In my case the capacitor blew its top, so it was quite easy to locate and replace. No help on the lathe I'm afraid, although if it's a 1-phase motor you can usually remove/replace the cap.
 
After a lot of unsuccesful fumbling, I finally figured I would never get the conrods attached while they were in the crankcase. So I disassembled everything, and was successful in pinning the rods together.

medium.jpg


The pins themselves were a bit of a struggle: 1/16" drillrod .150" long. In order to get them cut to length I made a "jig" by milling a small piece of aluminum .15" thick and drilling a 1/16" through hole. I inserted some drill rod, cut it off close with a wire cutter, and then filed it flat to the jig.
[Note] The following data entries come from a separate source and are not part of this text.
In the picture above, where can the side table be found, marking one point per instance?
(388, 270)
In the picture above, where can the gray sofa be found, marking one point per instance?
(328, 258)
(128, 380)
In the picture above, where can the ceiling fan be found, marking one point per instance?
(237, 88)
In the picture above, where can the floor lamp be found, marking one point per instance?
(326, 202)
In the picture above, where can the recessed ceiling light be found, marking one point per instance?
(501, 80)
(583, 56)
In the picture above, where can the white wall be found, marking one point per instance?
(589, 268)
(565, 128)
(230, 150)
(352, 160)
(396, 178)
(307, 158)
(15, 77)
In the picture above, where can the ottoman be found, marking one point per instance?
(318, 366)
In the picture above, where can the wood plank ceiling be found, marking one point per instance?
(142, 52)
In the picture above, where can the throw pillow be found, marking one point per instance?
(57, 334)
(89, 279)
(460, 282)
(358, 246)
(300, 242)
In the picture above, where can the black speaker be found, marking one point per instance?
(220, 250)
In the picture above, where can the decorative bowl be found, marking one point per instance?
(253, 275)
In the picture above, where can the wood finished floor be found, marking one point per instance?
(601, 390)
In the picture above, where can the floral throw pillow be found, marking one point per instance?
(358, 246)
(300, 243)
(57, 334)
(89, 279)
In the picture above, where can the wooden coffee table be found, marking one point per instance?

Still, these are the smallest "parts" I've ever had to deal with.

With the rods assembled, they can be inserted into the crankcase via one of the cylinder holes:

medium.jpg


Then I attached the front section to the crankcase and screwed the crank pin to the crank.

medium.jpg


I discovered that I needed to file the profile of the master rod so that the screw attaching the crank to the crankshaft is accessible with the rods attached. This is because the timing is adjusted by rotating the rods relative to the cams.

Next session I'll attach the pistons to the rods and then the cylinders to see what kind of friction there is in the works.





 
This is great kvom. Looking forward to seeing the pistons and cylinders assembled.